According to oral tradition, the first acadian inhabitants settled there in 1785 and were followed by the English a year later.

Incorporation of Tracadie

Tracadie was incorporated as a city in 1966. The villages of Tracadie and Sheila were amalgamated to become a new municipality in 1992. The city of Tracadie-Sheila is today considered as the centre for services in the Acadian Peninsula serving a population of close to 30,000 people.

The parish's beginnings

The first registered acts in the Parish of Tracadie were the baptism of Thomas Ferguson and the marriage of Pierre Gautreau and Blanche Marguerite Bastarache in 1798. The first chapel and cemetery date back to approximately 1800; however, Tracadie's first pastor was only named in 1842. He was named François-Xavier S. Lafrance. He was the same priest that founded the "Collège St Joseph" in Memramcook which would become the Université de Moncton. The first school opened in 1843 and was yet again the work of Father Lafrance. He called upon his brother, Charles, to come teach at this school.


The current church
Tracadie, New Brunswick, Canada


The current church

The construction of the 3rd stone church with two steeples began in May 1926 when father J. M. Lavasseur was the parish pastor. Its plans were drawn by architect René A. Rochet of Montreal.

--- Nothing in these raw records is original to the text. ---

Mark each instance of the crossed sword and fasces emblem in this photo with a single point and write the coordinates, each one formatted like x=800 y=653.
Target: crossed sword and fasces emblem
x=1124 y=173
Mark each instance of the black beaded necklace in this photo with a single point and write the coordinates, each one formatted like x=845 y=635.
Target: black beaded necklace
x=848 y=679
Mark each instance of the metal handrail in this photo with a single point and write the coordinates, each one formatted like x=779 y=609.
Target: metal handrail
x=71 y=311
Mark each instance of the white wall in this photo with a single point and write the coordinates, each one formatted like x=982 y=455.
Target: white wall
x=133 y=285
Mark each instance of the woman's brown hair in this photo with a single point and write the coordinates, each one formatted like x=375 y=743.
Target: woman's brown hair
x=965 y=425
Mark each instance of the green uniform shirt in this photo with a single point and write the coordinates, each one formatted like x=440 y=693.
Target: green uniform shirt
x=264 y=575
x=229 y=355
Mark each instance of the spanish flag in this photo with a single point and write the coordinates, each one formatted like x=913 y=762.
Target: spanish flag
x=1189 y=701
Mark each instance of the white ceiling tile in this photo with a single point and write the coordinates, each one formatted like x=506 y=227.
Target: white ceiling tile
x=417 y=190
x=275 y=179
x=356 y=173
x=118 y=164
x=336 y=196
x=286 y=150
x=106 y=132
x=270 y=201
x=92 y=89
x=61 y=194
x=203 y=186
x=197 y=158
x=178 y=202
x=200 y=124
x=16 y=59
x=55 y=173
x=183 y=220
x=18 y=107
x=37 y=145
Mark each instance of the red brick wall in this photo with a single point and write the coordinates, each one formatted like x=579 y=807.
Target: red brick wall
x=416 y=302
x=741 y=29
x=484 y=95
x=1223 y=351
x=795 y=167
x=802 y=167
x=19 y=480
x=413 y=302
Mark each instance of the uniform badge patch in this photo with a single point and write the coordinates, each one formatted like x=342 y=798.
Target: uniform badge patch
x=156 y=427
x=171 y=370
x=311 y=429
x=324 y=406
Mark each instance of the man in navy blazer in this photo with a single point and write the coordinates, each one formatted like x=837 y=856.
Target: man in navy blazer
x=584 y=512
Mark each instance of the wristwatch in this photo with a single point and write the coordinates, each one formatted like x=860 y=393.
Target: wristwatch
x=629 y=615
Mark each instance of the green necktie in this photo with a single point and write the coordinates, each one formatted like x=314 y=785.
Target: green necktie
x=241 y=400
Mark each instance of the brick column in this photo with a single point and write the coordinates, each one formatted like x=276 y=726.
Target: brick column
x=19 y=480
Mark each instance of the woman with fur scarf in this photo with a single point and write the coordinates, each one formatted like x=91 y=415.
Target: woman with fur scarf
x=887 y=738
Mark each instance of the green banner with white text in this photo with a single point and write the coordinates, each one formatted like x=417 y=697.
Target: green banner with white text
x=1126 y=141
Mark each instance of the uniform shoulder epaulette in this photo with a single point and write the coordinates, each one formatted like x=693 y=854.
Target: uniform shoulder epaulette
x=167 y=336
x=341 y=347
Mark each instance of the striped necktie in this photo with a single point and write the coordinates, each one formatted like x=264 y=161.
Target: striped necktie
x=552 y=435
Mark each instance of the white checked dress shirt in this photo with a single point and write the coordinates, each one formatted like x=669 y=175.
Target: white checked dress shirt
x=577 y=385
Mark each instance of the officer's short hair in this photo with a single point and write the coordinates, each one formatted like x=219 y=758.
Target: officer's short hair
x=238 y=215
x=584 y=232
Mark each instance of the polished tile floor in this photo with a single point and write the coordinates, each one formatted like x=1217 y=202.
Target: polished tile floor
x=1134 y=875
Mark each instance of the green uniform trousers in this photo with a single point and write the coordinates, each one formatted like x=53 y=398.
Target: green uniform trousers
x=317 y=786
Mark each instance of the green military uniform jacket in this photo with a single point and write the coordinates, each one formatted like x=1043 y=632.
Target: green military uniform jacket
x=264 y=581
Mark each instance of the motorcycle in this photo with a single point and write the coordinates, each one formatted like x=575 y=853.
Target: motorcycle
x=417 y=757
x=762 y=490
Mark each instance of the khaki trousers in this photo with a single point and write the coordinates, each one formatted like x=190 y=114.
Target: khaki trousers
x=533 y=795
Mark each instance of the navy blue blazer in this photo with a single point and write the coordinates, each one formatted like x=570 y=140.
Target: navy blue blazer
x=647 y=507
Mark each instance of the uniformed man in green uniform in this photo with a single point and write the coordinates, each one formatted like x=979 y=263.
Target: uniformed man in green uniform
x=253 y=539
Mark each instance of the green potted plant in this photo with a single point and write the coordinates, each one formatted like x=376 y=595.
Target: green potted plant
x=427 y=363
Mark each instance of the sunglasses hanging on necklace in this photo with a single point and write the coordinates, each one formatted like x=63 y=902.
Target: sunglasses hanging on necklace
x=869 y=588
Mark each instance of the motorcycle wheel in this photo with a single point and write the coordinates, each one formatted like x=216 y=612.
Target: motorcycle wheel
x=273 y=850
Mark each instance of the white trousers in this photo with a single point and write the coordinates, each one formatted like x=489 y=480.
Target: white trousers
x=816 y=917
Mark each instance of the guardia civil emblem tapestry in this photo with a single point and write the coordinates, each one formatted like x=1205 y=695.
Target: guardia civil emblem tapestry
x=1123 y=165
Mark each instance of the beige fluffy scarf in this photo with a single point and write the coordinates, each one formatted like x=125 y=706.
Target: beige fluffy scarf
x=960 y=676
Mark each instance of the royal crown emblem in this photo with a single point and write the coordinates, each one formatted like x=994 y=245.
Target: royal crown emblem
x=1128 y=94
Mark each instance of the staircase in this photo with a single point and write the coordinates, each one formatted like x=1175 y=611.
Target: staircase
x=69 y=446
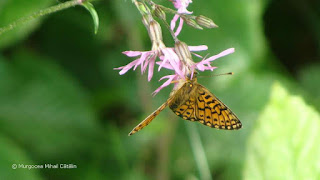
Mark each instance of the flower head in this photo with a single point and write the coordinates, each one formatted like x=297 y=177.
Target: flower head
x=203 y=65
x=181 y=6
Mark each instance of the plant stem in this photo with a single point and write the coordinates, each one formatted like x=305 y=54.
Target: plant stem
x=198 y=152
x=40 y=13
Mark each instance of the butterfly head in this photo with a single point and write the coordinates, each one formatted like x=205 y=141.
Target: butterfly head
x=191 y=78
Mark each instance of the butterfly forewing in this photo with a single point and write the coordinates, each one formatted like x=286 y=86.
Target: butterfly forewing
x=221 y=116
x=201 y=105
x=194 y=102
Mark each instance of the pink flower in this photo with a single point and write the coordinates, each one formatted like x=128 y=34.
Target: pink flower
x=203 y=65
x=181 y=6
x=148 y=59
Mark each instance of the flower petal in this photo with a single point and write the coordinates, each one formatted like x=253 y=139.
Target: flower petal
x=127 y=67
x=167 y=83
x=198 y=48
x=179 y=27
x=132 y=53
x=223 y=53
x=174 y=21
x=151 y=67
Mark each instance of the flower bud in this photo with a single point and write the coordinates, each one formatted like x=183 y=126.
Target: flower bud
x=155 y=32
x=183 y=52
x=158 y=12
x=146 y=20
x=205 y=22
x=192 y=23
x=143 y=8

Christmas mass was celebrated in the new church, still in construction, as early as December, 1927. Still under the patronage of Saint John the Baptist and Saint Joseph, the church was consecrated in autumn of 1949 when father Joseph A. Trudel was pastor.


Memorial erected in remembrance of father F. X. Lafrance, first pastor of Tracadie
Tracadie, New Brunswick, Canada


Acknowledgement of the disease by the Province of New Brunswick

Father Lafrance arrived in Tracadie in early 1842. He immediately noticed that a large number of people suffered from a strange sickness that they called "la maladie"; "the sickness". He had himself studied medicine before joining the priesthood. He decided to inform the provincial government about the dangerous state of the disease that was taking hold of his parish. At the request of the government, he wrote a report to the province's Lieutenant-Governor in which he stated that this disease was similar to leprosy tuberculosis which had spread rampantly through Europe in the 18th century. Lazarettos had been constructed to stop the disease; hence, he suggested that a lazaretto be built in Tracadie and that an annual subsidy be granted for its upkeep.
He also asked that a committee be named with the authority to quarantine the sick suffering from leprosy. He obtained that which he seeked in the creation of a "Bureau of Health" which was the first of its kind in the province and in Lower Canada. Its members, Joseph Cunard, president, François-Xavier-S. Lafrance, chaplain and Charles J. Peters, received the authority to find a site that could welcome the sick of the region.